"I don't know what she did that you want her out of your mind, Jason, but whoever ends up with your heart is a lucky girl. I hope you find her."
Her words choke me up a bit. Amelia had my heart, and I was the lucky one. That's the whole reason I can't give Dawn anything. It's not fair when my whole heart was torn out of me. There's nothing left to give, but I can't tell her that. I just shrug at her in return, hoping she'll get the hint that I don't want to talk about it. She rests her hand on my shoulder as she pulls herself up, and gives it a little squeeze before grabbing her discarded clothes and getting dressed without another word.
Just before she walks out the door, she turns to me and says, "Jason, you're one of the good guys. I hope you find what you’re looking for."
"You too, Carrie," I reply, and then she's gone.

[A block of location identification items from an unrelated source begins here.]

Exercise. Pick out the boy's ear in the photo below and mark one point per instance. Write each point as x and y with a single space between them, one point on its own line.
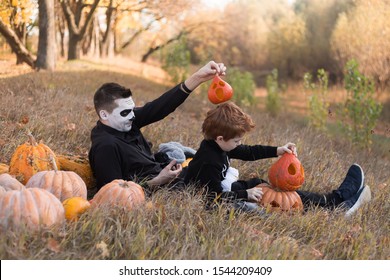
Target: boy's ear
103 114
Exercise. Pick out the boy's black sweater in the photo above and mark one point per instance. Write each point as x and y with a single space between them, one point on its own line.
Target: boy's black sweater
127 155
210 164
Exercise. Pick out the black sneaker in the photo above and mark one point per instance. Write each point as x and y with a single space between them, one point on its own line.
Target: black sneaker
353 182
355 202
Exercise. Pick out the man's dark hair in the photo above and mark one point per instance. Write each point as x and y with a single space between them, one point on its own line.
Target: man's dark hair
105 96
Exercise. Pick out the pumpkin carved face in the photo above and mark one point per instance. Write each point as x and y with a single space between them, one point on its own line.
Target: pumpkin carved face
219 91
120 193
30 158
276 200
287 173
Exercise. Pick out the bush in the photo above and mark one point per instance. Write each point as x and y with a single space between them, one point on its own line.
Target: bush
273 102
243 85
360 112
318 105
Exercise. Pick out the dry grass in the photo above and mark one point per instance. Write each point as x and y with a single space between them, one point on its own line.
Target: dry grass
57 108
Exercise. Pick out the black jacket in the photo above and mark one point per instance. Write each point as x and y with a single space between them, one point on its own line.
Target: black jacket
127 155
210 164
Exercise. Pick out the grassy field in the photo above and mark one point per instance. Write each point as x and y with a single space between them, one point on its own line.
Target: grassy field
58 109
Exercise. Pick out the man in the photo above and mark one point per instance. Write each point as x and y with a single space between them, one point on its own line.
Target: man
119 150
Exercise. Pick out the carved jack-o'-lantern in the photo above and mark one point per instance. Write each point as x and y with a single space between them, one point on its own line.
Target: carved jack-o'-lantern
274 199
219 91
287 173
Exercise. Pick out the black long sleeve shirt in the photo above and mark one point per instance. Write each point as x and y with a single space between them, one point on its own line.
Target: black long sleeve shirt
210 164
127 155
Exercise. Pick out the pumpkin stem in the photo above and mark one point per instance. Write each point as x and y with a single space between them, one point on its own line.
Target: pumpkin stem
53 162
31 138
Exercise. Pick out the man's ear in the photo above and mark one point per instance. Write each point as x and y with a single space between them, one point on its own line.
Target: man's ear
103 114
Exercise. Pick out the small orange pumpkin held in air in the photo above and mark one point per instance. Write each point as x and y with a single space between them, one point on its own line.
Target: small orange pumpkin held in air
119 193
74 207
274 199
219 91
287 173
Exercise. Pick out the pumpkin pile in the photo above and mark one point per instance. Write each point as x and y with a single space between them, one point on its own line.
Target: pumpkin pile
286 175
41 189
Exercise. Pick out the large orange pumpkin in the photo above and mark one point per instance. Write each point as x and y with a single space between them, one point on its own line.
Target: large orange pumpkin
219 91
120 193
4 168
30 158
63 184
30 207
79 165
74 207
287 173
276 200
9 183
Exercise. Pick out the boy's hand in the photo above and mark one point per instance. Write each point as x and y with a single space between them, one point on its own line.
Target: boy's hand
169 173
288 148
255 194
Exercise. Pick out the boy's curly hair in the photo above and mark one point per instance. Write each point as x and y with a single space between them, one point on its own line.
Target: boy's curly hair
226 120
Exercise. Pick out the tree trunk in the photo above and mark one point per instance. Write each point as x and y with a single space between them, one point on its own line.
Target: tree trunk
77 28
73 47
16 45
46 45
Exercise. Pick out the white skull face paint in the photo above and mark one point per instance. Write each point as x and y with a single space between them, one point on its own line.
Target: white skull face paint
122 116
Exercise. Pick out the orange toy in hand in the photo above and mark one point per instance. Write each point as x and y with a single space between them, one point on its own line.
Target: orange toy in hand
219 91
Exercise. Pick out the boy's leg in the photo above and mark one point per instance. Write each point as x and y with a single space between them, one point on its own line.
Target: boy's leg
351 194
330 200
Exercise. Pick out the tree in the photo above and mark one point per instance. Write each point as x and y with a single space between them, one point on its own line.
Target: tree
363 34
15 17
78 15
16 45
46 46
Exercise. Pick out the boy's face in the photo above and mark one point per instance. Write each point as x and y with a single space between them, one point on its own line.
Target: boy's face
229 144
121 118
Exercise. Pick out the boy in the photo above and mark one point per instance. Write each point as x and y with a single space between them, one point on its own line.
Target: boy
119 149
224 128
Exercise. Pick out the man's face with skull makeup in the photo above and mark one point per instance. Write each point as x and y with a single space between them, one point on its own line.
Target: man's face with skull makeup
121 118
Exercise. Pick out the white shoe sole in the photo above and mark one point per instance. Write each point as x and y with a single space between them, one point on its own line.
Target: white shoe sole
364 197
361 170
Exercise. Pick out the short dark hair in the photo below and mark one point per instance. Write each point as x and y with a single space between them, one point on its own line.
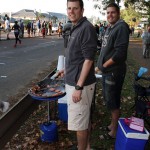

I don't even bother getting up to lock the door, I just lie back, frustrated, and groan to myself. What the hell am I going to do with this weekend? Is there any hope that I can escape my thoughts of Dawn knowing she's so close? Or do I try again tomorrow and hope she won't be around? Either way, I'm not sure I'm going to be able to get these thoughts about Dawn out of my head.
I spend hours tossing and turning, restless with thoughts of Dawn and her band friend eating me up. Are they out together? Staying together? She said they were just friends, but are they friends with benefits? The sun will be up soon, and I still haven't slept. I'm torn up inside with the thought of him doing all the things I wish I could be doing to her. And yet, I know I can't have her. She is too sweet to not have the world laid out at her feet. Not to mention, if I hurt her, and I'm bound to, Brandon would kill me. And I've really grown used to the guys and the garage. Life isn't as lonely as I thought it would be, and the guys never push me for more than I've been able to give.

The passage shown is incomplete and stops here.